What you should really compare, is the amount of development time you need to invest to properly setup an auto-scaling EC2-based ECS cluster in CloudFormation. It can take quite some debugging time to set up all components, like the CloudWatch agent to forward logs and OS-level metrics. Additionally, operations isn’t free as well. You still need to have some ops people in place to maintain the container host, no matter how much of the architecture is automated. Occasionally, you would also need to perform upgrades of instance generations or AMI base images. All of these tasks vanish when running your workloads on Fargate.

You can find detailed Fargate pricing information here.

Quicklaunch with Fargate

I have created a Fargate Quicklaunch Repo. It uses @cloudreach sceptre as deployment driver for AWS CloudFormation. The repository acts as blueprint for one of the most common deployment scenarios. It provisions an ECS cluster, which is fronted with an TLS-offloading Application Load Balancer (ALB) and deploys a web-serving container on the Fargate launch type.

The most important Fargate-specific resource definitions are shown in the following extract from the deployment.
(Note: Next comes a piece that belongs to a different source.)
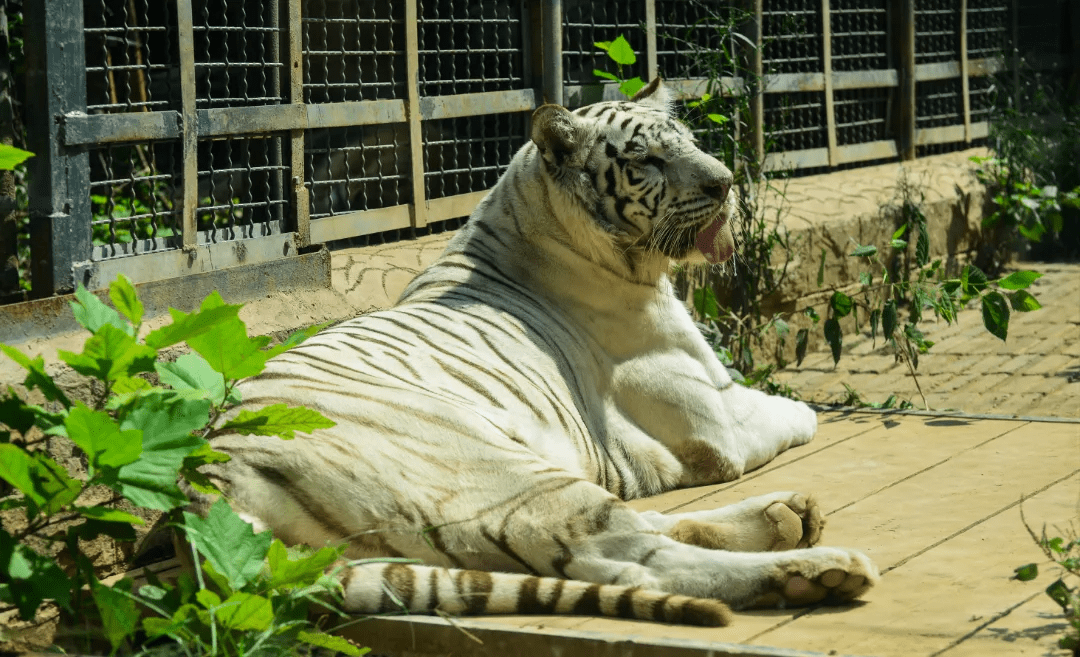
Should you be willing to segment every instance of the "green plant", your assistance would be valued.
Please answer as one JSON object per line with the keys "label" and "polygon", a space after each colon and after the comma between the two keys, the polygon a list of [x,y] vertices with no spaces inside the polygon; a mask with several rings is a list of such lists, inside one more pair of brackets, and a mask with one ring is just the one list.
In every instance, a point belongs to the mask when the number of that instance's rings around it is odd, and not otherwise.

Note how this is relying on the presence of certain resources. The service-linked role for ECS needs to be present in your account. CloudFormation will not create it for you automatically. It can be explicitly created like this:

aws iam create-service-linked-role --aws-service-name ecs.amazonaws.com

The CloudFormation templates are also referencing an IAM role, which is being assumed by the running tasks to grant them the most basic permissions (pulling container images, writing log events). These permissions are provided by the AWS-managed policy AmazonECSTaskExecutionRolePolicy and the role can be created like this:

aws iam create-role --role-name ecsTaskExecutionRole --assume-role-policy-document '{"Version":"2012-10-17","Statement":[{"Effect":"Allow","Principal":{"Service":"ecs-tasks.amazonaws.com"},"Action":"sts:AssumeRole"}]}'
aws iam attach-role-policy --policy-arn arn:aws:iam::aws:policy/service-role/AmazonECSTaskExecutionRolePolicy --role-name ecsTaskExecutionRole

Conclusion

The most amazing experience about migrating workloads from the EC2 launch type to Fargate was that I was able to delete so much Code. Thinking about how much engineering time it needed to originally write this code makes me love Fargate. I am eager to experiment further with the recent announcements around time and event-based triggers for executing Fargate tasks, since this would finally present a feasible method of integrating long-running tasks into serverless architectures on AWS.

All in all, Fargate allows engineers to focus on running their workloads without the need to maintain the necessary infrastructure:

Just run this container for me, I don’t care how and please don’t tell me.